Measure Theory – Absolute Continuity

lebesgue-measuremeasure-theoryreal-analysis

A question from my homework:

Suppose $\mu$ is a measure on the real line w.r.t to the Borel $\sigma$-algebra such that $\forall x \in \mathbb{R}$ $\mu(\{x\})=0 $. is $\mu$ necessarily absolutely continuous w.r.t. to the Lebesgue measure?

We say $\mu$ is absolutely continuous w.r.t. to $m$ if for every measurable set $E$ such that $m(E)=0$ than $\mu(E)=0$ also.

I can't see a reason why this should be true, but can't find a good counter example. I tired some variations on the counting measure. Also tried to construct some measures that give positive measure on uncountable sets and zero measure on countable, be these come out non-additive (i.e. not measures).

Would greatly appreciate the help.

Thanks!

Best Answer

No, there are non-atomic measures whose support is a set of measure zero.

These are called singular continuous measures and they are not absolutely continuous with respect to the Lebesgue measure.

For example, the measure corresponding to the devil staircase function has as it's support the Cantor set, but the measure of every point is zero.

Let $F$ be the devil staircase function on the unit interval. Then we can define a Borel measure on the unit interval which is singular with respect to the Lebesgue measure and has no atoms as follows: for $E\subset[0,1]$ set

$$\mu_*(E)=\inf\sum_{j=1}^\infty F(b_j)-F(a_j)\tag{1}$$

where the infimum goes over all coverings of $E$ with intervals $(a_j,b_j)$, $j=1,2,\dots$.

This is the Riemann-Stieltjes outer measure associated to $F$. Go ahead and prove that it really is an outer measure. Then we apply Caratheodory's extension theorem (as in the construction of the Lebesgue measure) to obtain a corresponding Borel measure $\mu$ (such that $\mu_*(E)=\mu(E)$ for measurable $E$).

Note that $\mu((a,b))=F(b)-F(a)$. Since $F$ is continuous, it really follows that $\mu(\{x\})=F(x)-F(x)=0$. On the other hand, the measure is not absolutely continuous, because $\mu(E)=\mu(C\cap E)$ for every measurable $E$, where $C$ is the Cantor set.

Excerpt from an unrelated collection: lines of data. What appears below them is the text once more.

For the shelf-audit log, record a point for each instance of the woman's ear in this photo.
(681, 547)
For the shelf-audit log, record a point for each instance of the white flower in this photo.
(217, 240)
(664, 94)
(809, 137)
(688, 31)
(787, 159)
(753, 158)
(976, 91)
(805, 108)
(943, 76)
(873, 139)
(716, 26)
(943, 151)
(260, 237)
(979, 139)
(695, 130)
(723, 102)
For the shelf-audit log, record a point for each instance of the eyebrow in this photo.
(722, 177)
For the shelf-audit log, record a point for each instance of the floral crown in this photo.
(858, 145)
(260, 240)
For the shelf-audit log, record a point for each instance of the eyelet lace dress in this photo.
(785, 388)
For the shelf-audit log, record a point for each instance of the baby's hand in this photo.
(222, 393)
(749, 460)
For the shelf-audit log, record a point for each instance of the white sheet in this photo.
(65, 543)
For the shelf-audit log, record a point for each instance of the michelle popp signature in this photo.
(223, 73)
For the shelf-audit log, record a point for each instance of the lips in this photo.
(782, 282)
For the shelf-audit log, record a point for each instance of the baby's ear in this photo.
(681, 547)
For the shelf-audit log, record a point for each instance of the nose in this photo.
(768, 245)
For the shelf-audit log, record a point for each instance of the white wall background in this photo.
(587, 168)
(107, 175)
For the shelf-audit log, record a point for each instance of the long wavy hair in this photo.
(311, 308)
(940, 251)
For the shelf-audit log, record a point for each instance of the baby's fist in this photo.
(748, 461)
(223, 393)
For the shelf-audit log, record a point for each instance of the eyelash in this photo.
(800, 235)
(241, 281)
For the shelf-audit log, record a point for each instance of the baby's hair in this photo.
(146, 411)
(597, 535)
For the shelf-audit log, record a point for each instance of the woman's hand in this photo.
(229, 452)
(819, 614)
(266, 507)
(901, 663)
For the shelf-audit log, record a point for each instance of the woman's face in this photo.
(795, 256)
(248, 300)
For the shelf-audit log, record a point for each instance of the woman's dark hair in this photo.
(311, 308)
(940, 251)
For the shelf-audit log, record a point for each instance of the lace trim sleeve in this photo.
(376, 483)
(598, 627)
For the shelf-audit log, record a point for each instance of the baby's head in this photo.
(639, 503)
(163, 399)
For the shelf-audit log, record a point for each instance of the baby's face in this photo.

Since $\lambda(C)=0$ ($\lambda$ being the Lebesgue measure) we see that $\mu$ is singular with respect to the Lebesgue measure.

Since you wanted a measure on the real line just extend this measure on the unit interval by $0$ outside of $[0,1]$.

This construction works with any increasing function and it provides (after proper normalization) a 1:1 correspondence between increasing function and positive Borel measures (see Stein, Shakarchi Real Analysis).

Note:

Every positive Borel measure $\mu$ (say on the unit interval, it also works on $\mathbb{R}$ but there you need $\sigma$-finiteness as additional assumption) can be uniquely decomposed as

$$\mu=\mu_a+\mu_{sc}+\mu_{pp}$$

where $\mu_a$ is absolutely continuous, $\mu_{sc}$ is a singular continuous measure (i.e. singular and no atoms) and $\mu_{pp}$ is a pure point measure, i.e. the support consists entirely of atoms (all with respect to Lebesgue measure, but also other measures can be used).

Look up the Radon-Nikodym theorem in Rudin's Real and Complex Analysis for a reference.